Moonshot claims 1.54x throughput and 64% lower P90 TTFT with cross-datacenter prefill
Moonshot says its Prefill-as-a-Service setup makes prefill/decode disaggregation practical across datacenters and mixed hardware by shrinking KV cache with Kimi Linear. The paper reports 1.54x throughput and a 64% drop in P90 time-to-first-token, so benchmark the approach before planning production adoption.

TL;DR
- Moonshot says its new Prefill-as-a-Service design pushes prefill/decode disaggregation across datacenters and mixed hardware, with Kimi_Moonshot's launch post tying that jump to Kimi Linear's smaller KV cache.
- The linked paper that crystalsssup surfaced reports 1.54× throughput and a 64% drop in P90 time to first token on a 20× scaled-up Kimi Linear case study, according to the arXiv HTML paper.
- The system is not just "send KV cache over Ethernet": the paper link in crystalsssup's post describes selective offloading for long prompts, bandwidth-aware scheduling, and cache-aware placement as the mechanisms that keep cross-datacenter traffic manageable.
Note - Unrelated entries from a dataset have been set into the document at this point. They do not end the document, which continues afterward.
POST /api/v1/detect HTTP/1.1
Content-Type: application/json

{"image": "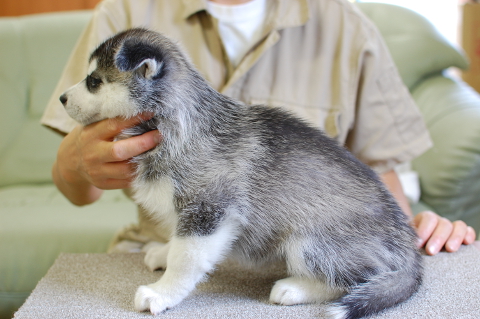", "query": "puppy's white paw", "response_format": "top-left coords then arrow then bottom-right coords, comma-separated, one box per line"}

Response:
135,286 -> 181,315
144,243 -> 170,271
270,277 -> 343,306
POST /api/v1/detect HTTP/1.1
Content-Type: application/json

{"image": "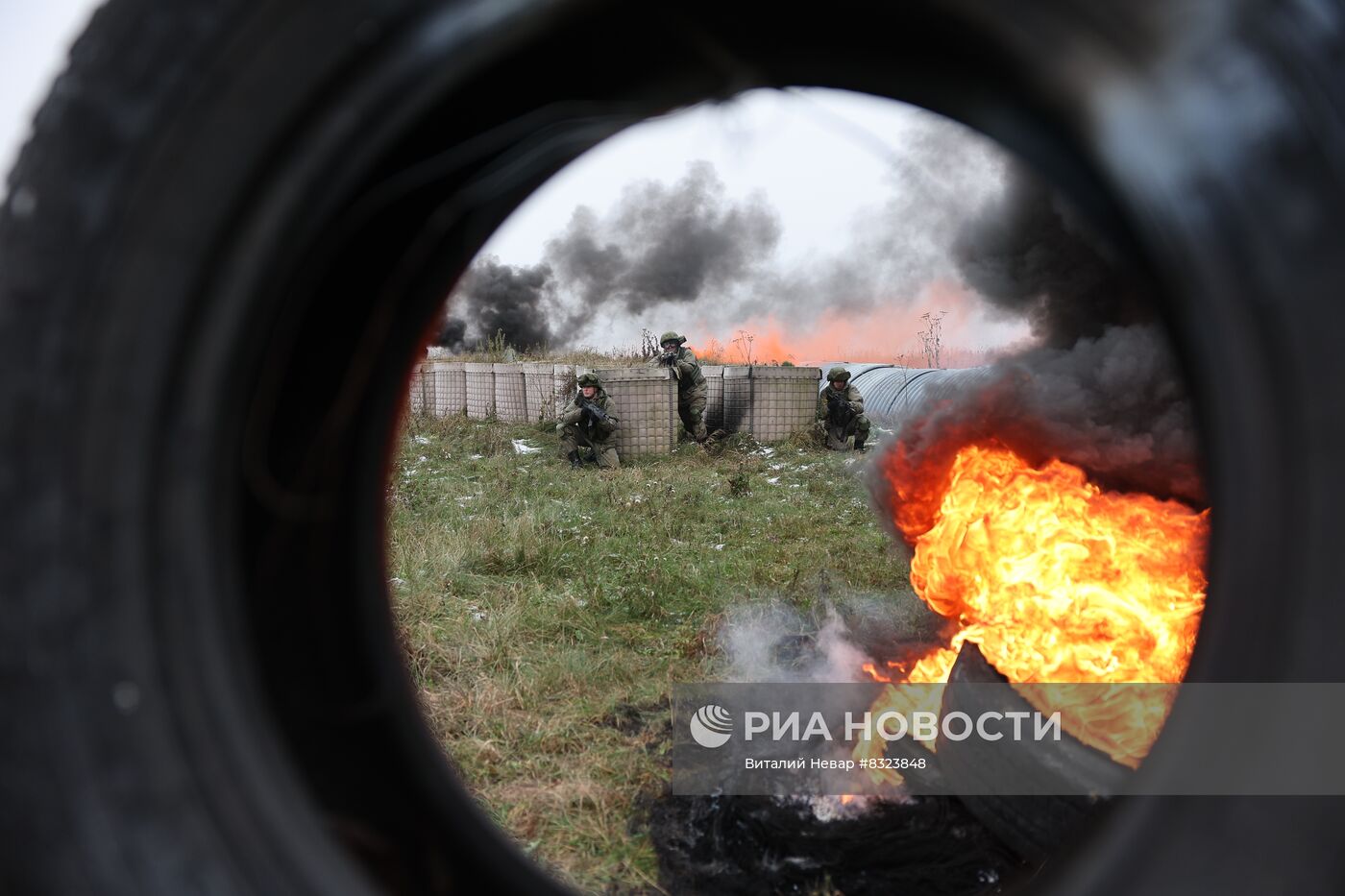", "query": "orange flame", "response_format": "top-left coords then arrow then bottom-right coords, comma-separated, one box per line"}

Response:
865,446 -> 1210,767
696,281 -> 1026,367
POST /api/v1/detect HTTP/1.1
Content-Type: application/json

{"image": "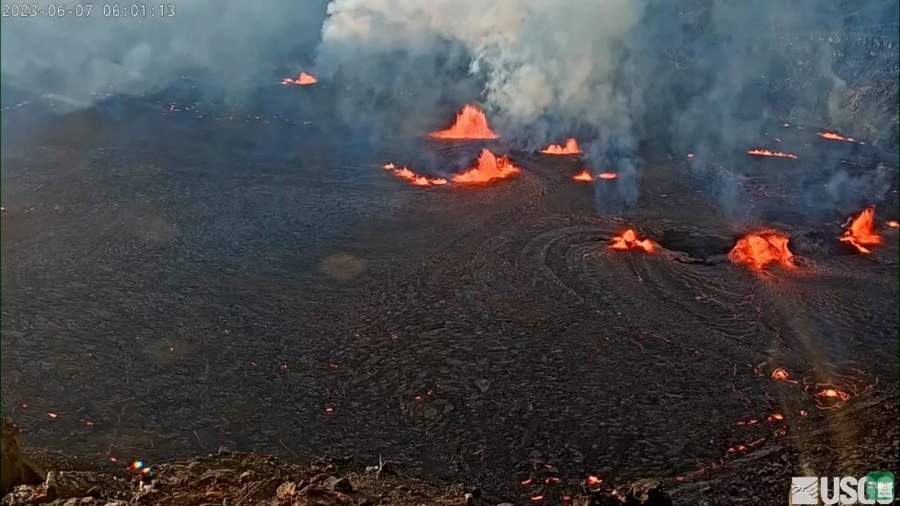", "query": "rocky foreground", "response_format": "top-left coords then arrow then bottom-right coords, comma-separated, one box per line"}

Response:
2,420 -> 672,506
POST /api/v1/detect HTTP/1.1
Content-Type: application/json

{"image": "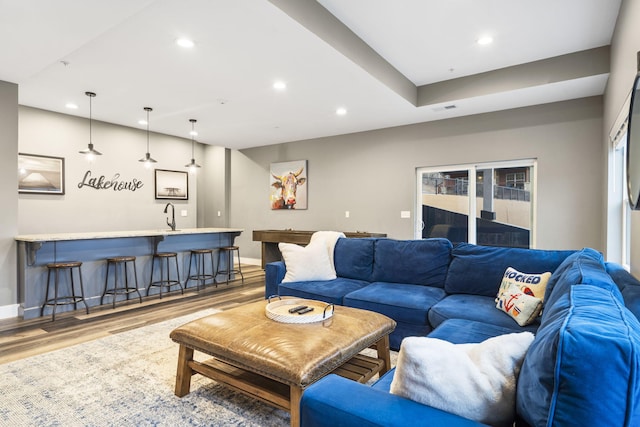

- teortaxesTex's commentary frames the paper as part of a broader China-side push to treat infrastructure and cluster design, not just chip upgrades, as the main lever for inference efficiency.
You can jump straight to the paper, and teortaxesTex's screenshot is useful because it shows the actual deployment split: long requests route to a dedicated prefill cluster, short ones stay local, and a global KV cache manager sits between the two. The other useful detail is buried in the linked summary: Moonshot is claiming gains from scheduling and placement logic, not from KV compression alone.
Cross-datacenter prefill
Moonshot's core claim is simple: prefill and decode no longer need to stay inside one tightly coupled cluster if the model shrinks KV cache enough to make transfer practical. In Kimi_Moonshot's post, the company says Kimi Linear is the key enabler because it cuts KV cache size, which had been the main blocker for cross-datacenter PD disaggregation.
The quantitative headline is also narrow and concrete. According to that same launch post, a 20× scaled-up Kimi Linear deployment hit 1.54× throughput and cut P90 TTFT by 64%, while the arXiv HTML paper describes the setup as a cross-datacenter serving architecture rather than a single-cluster optimization.
Scheduling and placement
The paper summary linked in crystalsssup's post makes clear that the system has three moving parts:
- Selective offloading of long-context prefill to a separate cluster.
- Bandwidth-aware scheduling for cross-datacenter transfers.
- Cache-aware request placement to improve locality and utilization.
That matters because the reported win is not "heterogeneous hardware" in the abstract. The arXiv HTML paper, as summarized in the evidence link, says naive heterogeneous baselines were still worse, while the full PrfaaS design delivered 54% higher throughput than homogeneous PD and 32% higher throughput than naive heterogeneous setups.
Deployment topology
teortaxesTex's screenshot is the clearest visual for how Moonshot wants this deployed. Long requests above a threshold go to a compute-dense PrfaaS cluster for prefill, short requests stay in a local PD cluster, and the two sides are linked by cross-cluster Ethernet plus a global KV cache manager.
The same screenshot also shows both clusters keeping their own hybrid prefix cache pools and RDMA fabrics internally. That is a useful constraint: the paper is stretching PD disaggregation across datacenters, not replacing the fast local fabric inside each cluster.
Infrastructure-centric angle
The most interesting extra read is not in Moonshot's benchmark claim but in teortaxesTex's commentary, which connects the paper to a broader Chinese "infrastructure-empowered" computing strategy. The claim there is that if cutting-edge Nvidia refresh cycles are harder to rely on, more of the performance work shifts into making compute fungible across systems, fabrics, and datacenters.
That framing is commentary, not Moonshot's own wording. It does fit the paper's shape: a serving paper built around topology, schedulers, cache movement, and hardware mix, with the model architecture mainly serving as the thing that makes those systems tricks affordable enough to try.